Where does a company find its values?
Managers evaluate historical, current, and forecast data in light of the values and priorities of influential individuals and groups?often called stakeholders?that are vitally interested in the actions of the business. The interrelated stages of the process are the 11 components discussed in the last section. Finally, the aim of the process is the formulation and implementation of strategies that work, achieving the company's long-term mission and near-term objectives.
It is these stakeholders who create, develop, and influence the company's vision, mission, and values. They are the ones who set the tone for the organization.

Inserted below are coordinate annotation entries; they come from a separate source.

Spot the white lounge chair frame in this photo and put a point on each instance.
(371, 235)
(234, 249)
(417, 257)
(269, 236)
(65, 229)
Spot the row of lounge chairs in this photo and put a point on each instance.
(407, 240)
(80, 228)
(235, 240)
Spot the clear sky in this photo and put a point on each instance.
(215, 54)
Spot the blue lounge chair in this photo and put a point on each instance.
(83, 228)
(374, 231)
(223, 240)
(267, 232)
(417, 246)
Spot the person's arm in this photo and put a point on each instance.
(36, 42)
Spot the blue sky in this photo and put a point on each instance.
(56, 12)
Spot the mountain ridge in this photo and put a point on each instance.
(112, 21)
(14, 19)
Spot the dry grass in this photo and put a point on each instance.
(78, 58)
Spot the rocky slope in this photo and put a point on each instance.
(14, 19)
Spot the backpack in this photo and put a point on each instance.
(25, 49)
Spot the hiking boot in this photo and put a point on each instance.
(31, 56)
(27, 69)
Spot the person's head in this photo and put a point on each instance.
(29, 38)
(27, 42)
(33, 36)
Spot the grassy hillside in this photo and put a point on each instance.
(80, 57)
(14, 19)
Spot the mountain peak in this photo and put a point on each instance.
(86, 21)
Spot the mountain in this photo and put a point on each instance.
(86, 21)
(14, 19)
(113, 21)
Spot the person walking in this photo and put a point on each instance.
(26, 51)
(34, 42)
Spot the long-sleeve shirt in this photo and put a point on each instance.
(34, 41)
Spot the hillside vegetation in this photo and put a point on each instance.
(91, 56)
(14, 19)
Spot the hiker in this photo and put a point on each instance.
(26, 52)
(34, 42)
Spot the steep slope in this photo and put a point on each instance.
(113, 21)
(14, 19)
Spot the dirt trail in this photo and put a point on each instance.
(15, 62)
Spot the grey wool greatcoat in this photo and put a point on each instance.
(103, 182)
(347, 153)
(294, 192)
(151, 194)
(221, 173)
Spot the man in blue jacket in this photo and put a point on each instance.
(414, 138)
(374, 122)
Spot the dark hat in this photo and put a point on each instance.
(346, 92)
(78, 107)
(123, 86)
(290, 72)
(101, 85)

Stakeholders can be from within or without an organization; and, can be from the board room to the production floor.
Successful companies -- i.e., successful strategically--are able to "mesh" the divergent interests of the stakeholder groups into a cohesive framework. In the classroom terms like "playbook" and "holistic framework" have been used to describe strategic planning. These terms are very apropos in this context. Unless the leadership of an organization is able to formulate, promulgate, and effectively implement a concise, coherent and meaningful strategic plan that incorporates mission, vision, and values, the company's true success will not be achieved.
King Solomon even acknowledged the importance of vision when he is attributed in Psalms 29:18 to saying "[w]here there is no vision, the people perish." So is vision, then, nothing more than the capacity to look today into the possibilities of tomorrow? I think so.
Some would say that vision is the difference between effective and nominal leadership. The "why/how" versus the "what/when" dichotomy raised by Ann in one of her threads.
Think of past president's with vision. Eisenhower and the interstate highway system; Kennedy, the moon mission, and Johnson, civil rights. If these leaders did not have vision would they have accomplished great things or put into motion such great achievements. These presidents will long be remembered for their legacies in these areas.
Joseph Quigley in Vision provides a more down-to-earth definition: "the most fundamental statement of a corporation's values, aspirations, and goals. It is an appeal to its members' hearts and minds. It must indicate a clear understanding of where the corporation is today and offer a road map for the future." Where the mission tells where you are going, the vision should tell you why.